RFC: Code Prefetch Insertion

Thanks for sharing the data. Any insights on the L1 icache miss increase?

This optimization would also add more instructions, what is the total instruction count increase? what is the overall effect (i.e. application level metric) from increased instruction count + improved IPC?

Correct. The prefetchi* instruction targets the L2 cache. It’s not documented, but it’s not hard to verify with microbenchmarks. The increase in L1 icache is not from those instructions per se as it’s not reproducible when they are replaced by the same size nops. We believe it’s due to evictions from the L2 which subsequently cause evictions in the L1 icache (due to cache inclusivity).

1 Like

Yes. The intended pass could work for CSPGO as well. An interface can be defined to match with block IDs. The callsite index would be the same.

The full paths in LBR profiles are used to guide the prefetchit placement. So doing this solely based on the compiler’s edge and block profile is infeasible.

There will be separate efforts to open-source/upstream that part as well.

I’m trying to understand how this RFC relates to upstream LLVM. Propeller is an independent project. Does this RFC require changes only to Propeller, or also to upstream LLVM?

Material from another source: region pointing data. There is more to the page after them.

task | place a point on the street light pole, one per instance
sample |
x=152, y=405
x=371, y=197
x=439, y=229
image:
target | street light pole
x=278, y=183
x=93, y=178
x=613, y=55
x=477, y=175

The upstream changes needed are:

  1. Generating symbols for prefetch targets: https://github.com/llvm/llvm-project/pull/168439
  2. Inserting prefetch instructions at requested positions: X86: Add prefetch insertion based on Propeller profile by rlavaee Ā· Pull Request #166324 Ā· llvm/llvm-project Ā· GitHub

Both of these need the mapping data from SHT_LLVM_BB_ADDR_MAP. We are planning to extend the mapping capability to AFDO as well for next year.

1 Like

I’m trying to understand how this RFC relates to upstream LLVM. Propeller is an independent project. Does this RFC require changes only to Propeller, or also to upstream LLVM?

Further to what @rlavaee said , we are working on porting the Propeller profile conversion tool in github to LLVM. @jinhuang1102 is working on a proposal for the same.

2 Likes

Thanks for the references, that clarifies things. The original RFC also mentioned that linker changes may be needed, is there a patch for that?


cc @MaskRay as this proposal seems to be doing some unusual things with symbols.

Thanks for the reminder. Here is the linker change: Resolve undefined prefetch targets to zero to effectively prefetch the next instruction. by rlavaee Ā· Pull Request #174448 Ā· llvm/llvm-project Ā· GitHub

Thanks for notifying me.

Hardcoding symbol names for symbol resolution and relocation processing is definitely not right.

The PC-relative prefetchit1 uses an R_X86_64_PC32 relocation. When the referenced symbol is undefined, the linker reports an error in -shared and -pie links.

Instead, handle this in the compiler. Before emitting the prefetch, if the target symbol isn’t defined in the current module, emit a weak fallback:

prefetchit1 __llvm_prefetch_target_foo(%rip)
.weak __llvm_prefetch_target_foo
__llvm_prefetch_target_foo:

When __llvm_prefetch_target_foo is defined elsewhere, emit it as STB_GLOBAL — the strong definition will override any weak ones.
This way, stale profiles gracefully degrade to prefetching the next instruction without requiring linker changes.

If you need semantics beyond what weak definitions provide, the path forward would be proposing a new relocation type on the x86-64 ABI list.

Thanks @MaskRay for the great idea. I will implement this soon.